During the Hispanic colonization in the 16th and 17th centuries, Spaniards did not occupy the entire territory. Then in the first half of the 20th century, loads of immigrants from Europe and the Middle East arrived. This wave was stimulated by the Argentine constitution in 1853 with the colonial concept of “to govern is to populate”: The objective was to fully occupy the rest of the land. This explains why many modern day Argentines tend to look, sound, and act very European.
Since the 19th century immigrants have been arriving from neighboring South American countries. These incoming groups were not encouraged by the state, and some consider this a problem. During the 80’s and 90’s, Peruvians, Asians, and Eastern Europeans all comprised the new wave of modern immigrants. Since the 21st century, people from Bolivia, Paraguay, and Peru continue to arrive; there are now significant migratory flows from China, Colombia, Cuba, Venezuela, Senegal, and Ecuador as well.
Give and Take
Ironically, Argentina’s attitude toward the neighboring countries’ immigrants can lead to a reverse racism. This happens especially with porteños, who are stereotyped as being loud and obnoxious. I recall an incident while backpacking with Argentine friends in Bolivia. I have to admit, my friends and I may come off as classic porteños sometimes, but overall, we’re respectful people.
We were walking around La Paz, and I needed an adapter to charge my phone. We found a street vendor selling all kinds of adapters and asked for one. Her response was unexpected. The lady heard our porteño accent, gave us a cold look and said, “We don’t have any.” But she had a table full of them!

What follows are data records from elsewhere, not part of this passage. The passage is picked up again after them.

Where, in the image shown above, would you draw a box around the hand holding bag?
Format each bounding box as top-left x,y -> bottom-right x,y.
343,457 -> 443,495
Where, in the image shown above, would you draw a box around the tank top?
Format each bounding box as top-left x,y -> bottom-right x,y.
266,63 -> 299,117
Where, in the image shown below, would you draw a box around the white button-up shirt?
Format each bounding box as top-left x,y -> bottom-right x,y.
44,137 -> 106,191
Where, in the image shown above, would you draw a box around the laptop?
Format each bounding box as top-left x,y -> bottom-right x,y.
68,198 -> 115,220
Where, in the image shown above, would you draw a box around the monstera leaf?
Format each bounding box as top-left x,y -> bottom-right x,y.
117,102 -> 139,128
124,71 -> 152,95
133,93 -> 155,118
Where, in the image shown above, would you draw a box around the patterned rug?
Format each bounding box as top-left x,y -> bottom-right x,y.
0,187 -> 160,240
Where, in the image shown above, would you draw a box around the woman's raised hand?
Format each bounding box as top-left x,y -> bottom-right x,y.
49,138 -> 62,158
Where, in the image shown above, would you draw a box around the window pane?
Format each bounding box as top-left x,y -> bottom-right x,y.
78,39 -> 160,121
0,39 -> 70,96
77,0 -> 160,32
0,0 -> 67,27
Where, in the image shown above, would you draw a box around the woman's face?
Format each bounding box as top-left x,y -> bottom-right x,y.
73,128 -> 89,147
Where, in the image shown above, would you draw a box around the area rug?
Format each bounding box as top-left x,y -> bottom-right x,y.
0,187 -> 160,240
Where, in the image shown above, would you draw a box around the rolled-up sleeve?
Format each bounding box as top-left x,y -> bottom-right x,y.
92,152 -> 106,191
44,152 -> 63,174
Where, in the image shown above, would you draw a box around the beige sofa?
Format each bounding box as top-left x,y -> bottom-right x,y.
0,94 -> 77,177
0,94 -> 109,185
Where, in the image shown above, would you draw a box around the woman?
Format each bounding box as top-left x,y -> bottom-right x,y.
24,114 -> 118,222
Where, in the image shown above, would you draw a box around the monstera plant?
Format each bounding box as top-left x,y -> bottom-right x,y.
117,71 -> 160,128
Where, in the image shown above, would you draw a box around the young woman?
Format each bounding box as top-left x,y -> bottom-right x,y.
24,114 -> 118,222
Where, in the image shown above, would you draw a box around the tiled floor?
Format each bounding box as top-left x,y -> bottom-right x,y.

We insisted, but she pretended she didn’t know what we were talking about. Also, once when we weren’t sure about the time zone, we asked a man in a formal suit for the time. He looked at his watch and gave us a plain “NO.” Our porteño “disculPÁ” had betrayed us once again.
What’s in a Name?
The rudeness I experienced in La Paz doesn’t surprise me, since I know some Argentines mistreat Bolivians. Although I’m usually not a victim of racism on the street, I just can’t get over that my nickname always ends up being chino. It’s usually harmless, but sometimes it’s an attempt to put me down. People love to call me chino, chinito, coreano as soon as they meet me. A person I meet for the first time might not even ask my name. Argentine culture is filled with codes, tricks, and mannerisms that may be hard to decipher. Many times the people here assume someone different can’t understand them. I’ve had to stand up for myself and prove that I’m “with it” as much as anyone else.
Immigrants from neighboring countries are mistreated on a much larger scale. I’ve heard insults toward those from Peru, Bolivia, and Paraguay many times. Any time a topic comes up related to crime, poverty, lack of jobs or money, blame is often squarely set on people from other countries or those that live in the villas. Argentines even insult one another when someone does something “non-civilized” by accusing them of being a peruano, paragua, or bolita de mierda. When a person uses those terms, the clear objective is to denigrate someone else – and the culture associated with it.
Don’t Get Out of Hand
Argentina is full of genuinely friendly people, and the country has opened its arms to me in ways that I never imagined. That said, it’s worrying that more people seem to be less tolerant of immigrants. We only have to look to the US and Europe to see how deeply racial divisions can harm society. For generations, African-Americans have been ignored, discriminated against, abused, and have even lost their lives to racism in the United States. Nothing good comes from a society whose reactions are based on skin color or ethnic background.
Hate is often aimed at those that are different. Discrimination is seen everyday here especially toward lower socioeconomic classes – even if they are 100 percent Argentine. It really doesn’t matter where you’re from; anyone can be a victim of harassment. The struggle never ends, but the more differences I see, the more I believe we’re all the same.